Les opposants à l’usine de retraitement de batteries ne baissent pas les bras. Leur présidente, Denise Schneider, dénonce un traitement partiel du dossier et entend réclamer justice pour toutes les victimes d’intoxication, sans exception.
On aurait pu croire l’affaire terminée avec la condamnation de Métal Blanc par la Cour de Cassation en septembre dernier, mais il n’en est rien. L’association de protection et de défense de l’environnement de Bourg-Fidèle entend lancer une nouvelle action en justice devant la Cour Européenne des Droits de l’Homme. « Nous avons le sentiment d’un déni de justice », a déclaré sa présidente Denise Schneider à l’occasion de l’assemblée générale de l’association.
L’arrêt incriminé n’a pas retenu certains cas de personnes contaminées par d’autres métaux que le plomb. Patrick, père de deux enfants « intoxiqués à tout » et dont l’épouse Marjorie souffre de la thyroïde, connaît les conséquences d’une telle mise à l’écart. Il habitait à 300 mètres de l’usine. Les analyses, les traitements coûteux de son fils Sullivan ne sont pas pris en charge par la Sécurité Sociale. L’adolescent n’est pas considéré comme une victime de la pollution Métal Blanc, parce qu’il est intoxiqué – entre autres – au cadmium, un polluant non retenu par l’arrêt de la Cour de Cassation.
Denise Schneider est en colère aussi, parce qu’elle estime que l’usine de retraitement des batteries usagées devrait fonctionner en vase clos, selon les experts. « Les particules fines ne sont pas filtrées », affirme-t-elle. « Ce sont les plus dangereuses ».
Eric Andry, maire de Bourg-Fidèle, intervient. Il rappelle tout d’abord que le village a un long passé industriel. Sur l’ancien site Péchenard, un taux de plombémie important a été relevé. En fait, la moitié du territoire communal serait confronté à ce problème. Difficile de faire la part des choses. L’élu bourquin précise aussi qu’il est en relation régulière avec la direction et que des comptes-rendus mensuels sont à la disposition du public en mairie.

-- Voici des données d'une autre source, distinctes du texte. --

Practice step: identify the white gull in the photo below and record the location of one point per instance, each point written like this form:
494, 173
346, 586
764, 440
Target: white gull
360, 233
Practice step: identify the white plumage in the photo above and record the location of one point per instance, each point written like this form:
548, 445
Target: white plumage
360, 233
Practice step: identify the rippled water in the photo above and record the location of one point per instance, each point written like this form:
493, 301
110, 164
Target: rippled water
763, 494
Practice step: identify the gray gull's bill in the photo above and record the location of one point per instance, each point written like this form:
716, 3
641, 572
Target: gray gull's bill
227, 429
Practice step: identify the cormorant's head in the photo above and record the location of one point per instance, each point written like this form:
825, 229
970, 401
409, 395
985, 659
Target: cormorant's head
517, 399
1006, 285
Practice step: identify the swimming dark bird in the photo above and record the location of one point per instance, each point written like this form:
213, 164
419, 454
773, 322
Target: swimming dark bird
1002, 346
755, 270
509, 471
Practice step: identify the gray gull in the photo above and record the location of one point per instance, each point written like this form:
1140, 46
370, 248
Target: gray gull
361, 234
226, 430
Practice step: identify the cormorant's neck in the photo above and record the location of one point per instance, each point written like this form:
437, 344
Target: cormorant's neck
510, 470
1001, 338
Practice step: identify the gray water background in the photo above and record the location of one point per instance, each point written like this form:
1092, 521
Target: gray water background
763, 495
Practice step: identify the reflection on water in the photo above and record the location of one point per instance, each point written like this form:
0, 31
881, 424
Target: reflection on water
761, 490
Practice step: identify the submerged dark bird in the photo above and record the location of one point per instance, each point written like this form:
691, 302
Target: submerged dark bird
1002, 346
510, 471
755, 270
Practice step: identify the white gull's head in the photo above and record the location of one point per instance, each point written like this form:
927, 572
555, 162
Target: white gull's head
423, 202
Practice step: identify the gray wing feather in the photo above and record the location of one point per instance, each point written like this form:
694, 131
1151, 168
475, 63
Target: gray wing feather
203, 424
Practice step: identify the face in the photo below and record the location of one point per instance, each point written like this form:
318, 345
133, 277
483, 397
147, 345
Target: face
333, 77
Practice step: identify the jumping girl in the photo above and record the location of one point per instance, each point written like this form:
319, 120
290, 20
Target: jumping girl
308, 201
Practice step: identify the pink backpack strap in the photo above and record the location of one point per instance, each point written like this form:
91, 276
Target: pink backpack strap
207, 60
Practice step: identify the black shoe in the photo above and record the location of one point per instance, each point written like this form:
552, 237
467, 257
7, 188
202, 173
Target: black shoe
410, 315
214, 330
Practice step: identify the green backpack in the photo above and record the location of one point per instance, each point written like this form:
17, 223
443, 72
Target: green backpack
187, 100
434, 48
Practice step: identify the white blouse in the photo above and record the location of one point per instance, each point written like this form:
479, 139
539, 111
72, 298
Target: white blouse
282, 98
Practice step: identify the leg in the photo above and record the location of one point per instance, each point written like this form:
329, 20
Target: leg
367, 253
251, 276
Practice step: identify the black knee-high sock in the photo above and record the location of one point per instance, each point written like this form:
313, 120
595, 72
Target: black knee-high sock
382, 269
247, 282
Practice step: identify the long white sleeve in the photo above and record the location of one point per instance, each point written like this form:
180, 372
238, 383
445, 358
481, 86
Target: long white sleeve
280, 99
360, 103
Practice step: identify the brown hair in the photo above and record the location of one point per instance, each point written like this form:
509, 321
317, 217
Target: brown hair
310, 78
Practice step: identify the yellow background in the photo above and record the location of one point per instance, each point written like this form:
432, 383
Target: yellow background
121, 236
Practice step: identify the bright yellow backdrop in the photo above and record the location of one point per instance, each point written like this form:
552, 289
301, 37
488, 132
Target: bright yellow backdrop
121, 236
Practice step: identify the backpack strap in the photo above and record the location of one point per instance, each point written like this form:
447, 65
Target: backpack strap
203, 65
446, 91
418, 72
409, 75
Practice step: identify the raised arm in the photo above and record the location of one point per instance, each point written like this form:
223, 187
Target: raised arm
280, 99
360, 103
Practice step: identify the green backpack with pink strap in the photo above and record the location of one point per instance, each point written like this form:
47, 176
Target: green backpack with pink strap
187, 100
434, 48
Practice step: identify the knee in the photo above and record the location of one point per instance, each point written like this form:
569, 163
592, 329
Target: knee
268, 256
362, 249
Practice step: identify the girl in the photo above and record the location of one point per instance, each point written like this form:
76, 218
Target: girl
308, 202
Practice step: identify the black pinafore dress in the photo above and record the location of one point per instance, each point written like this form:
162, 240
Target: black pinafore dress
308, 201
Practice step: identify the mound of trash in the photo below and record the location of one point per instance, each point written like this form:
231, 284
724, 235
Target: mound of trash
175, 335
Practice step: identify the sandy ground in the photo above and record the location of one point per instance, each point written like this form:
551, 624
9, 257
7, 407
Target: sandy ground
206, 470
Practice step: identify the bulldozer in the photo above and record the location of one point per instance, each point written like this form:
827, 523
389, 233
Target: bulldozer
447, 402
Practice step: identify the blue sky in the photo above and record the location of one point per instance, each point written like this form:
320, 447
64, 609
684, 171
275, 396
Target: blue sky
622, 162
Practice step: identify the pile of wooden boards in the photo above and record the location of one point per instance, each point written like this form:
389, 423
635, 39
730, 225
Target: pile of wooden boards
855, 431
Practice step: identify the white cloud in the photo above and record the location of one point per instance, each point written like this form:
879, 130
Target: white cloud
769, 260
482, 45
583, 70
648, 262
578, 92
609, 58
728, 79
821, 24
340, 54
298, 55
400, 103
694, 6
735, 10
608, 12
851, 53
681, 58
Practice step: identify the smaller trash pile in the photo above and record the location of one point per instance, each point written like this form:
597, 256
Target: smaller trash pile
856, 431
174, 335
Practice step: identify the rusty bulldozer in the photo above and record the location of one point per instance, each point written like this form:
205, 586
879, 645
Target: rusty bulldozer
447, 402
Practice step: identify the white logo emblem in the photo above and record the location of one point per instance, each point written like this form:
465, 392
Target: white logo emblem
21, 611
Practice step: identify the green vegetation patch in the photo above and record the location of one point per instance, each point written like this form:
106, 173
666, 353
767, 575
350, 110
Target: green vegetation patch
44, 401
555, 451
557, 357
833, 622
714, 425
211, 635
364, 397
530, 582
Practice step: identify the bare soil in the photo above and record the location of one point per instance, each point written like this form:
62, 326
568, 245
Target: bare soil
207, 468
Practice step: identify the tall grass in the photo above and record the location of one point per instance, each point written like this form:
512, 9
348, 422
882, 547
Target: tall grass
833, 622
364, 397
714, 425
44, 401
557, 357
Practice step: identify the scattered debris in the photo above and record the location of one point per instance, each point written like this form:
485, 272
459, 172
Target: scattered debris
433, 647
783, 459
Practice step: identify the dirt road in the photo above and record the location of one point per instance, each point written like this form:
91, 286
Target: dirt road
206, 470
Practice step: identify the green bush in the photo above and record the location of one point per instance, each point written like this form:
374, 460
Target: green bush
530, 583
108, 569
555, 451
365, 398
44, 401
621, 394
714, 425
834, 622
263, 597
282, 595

Un désastre environnemental
Un troisième point motive le sentiment de déni de justice ressenti par Denise Schneider et ses amis. La terre, l’eau sont pollués pour des siècles peut-être. Plus question de jardiner. Les éleveurs ont beaucoup souffert pour leur part.
René Béroudiaux, agriculteur à Rocroi, où il est conseiller municipal, possède des pâturages au Cheval Blanc, à 800 mètres de l’usine. Ses bêtes boivent dans des mares naturelles. Il en a perdu 100. Trois collègues ont subi également d’importantes pertes. Aujourd’hui, M. Béroudiaux n’est toujours pas indemnisé, mais il ne déplore plus de mort suspecte dans son cheptel. Ses bêtes boivent dans les mêmes mares. « Ça prouve que les choses vont mieux », admet-il.
Des poissons réapparaissent dans la Murée. L’interdiction de pêcher, de faire trempette ou de laisser boire les bovins reste néanmoins d’actualité. Le plomb stagne dans les sédiments, qu’il est techniquement impossible de dépolluer (comme les sols, d’ailleurs). Une borne verte, financée par le Conseil Général, a été installée à la mairie.
Les agriculteurs disposent de 1 500 m3 d’eau gratuits pour abreuver leurs bêtes. Cette eau est payée par la commune. « Ça fait une belle facture », commente M. Andry avant de préciser que le sujet a été évoqué lors du dernier conseil municipal.
Les prés reverdiront-ils un jour sur les rives de la Murée ? Nul ne le sait. Au vu de son expertise dans le domaine des pollutions par les métaux lourds, Denise Schneider est devenue « lanceur d’alerte », encouragée par Marie-Christine Blandin, sénatrice verte du Nord. Elle envisage d’écrire un livre. Pour témoigner de ces années de lutte qui – visiblement – l’ont épuisée, même si elle reste combative.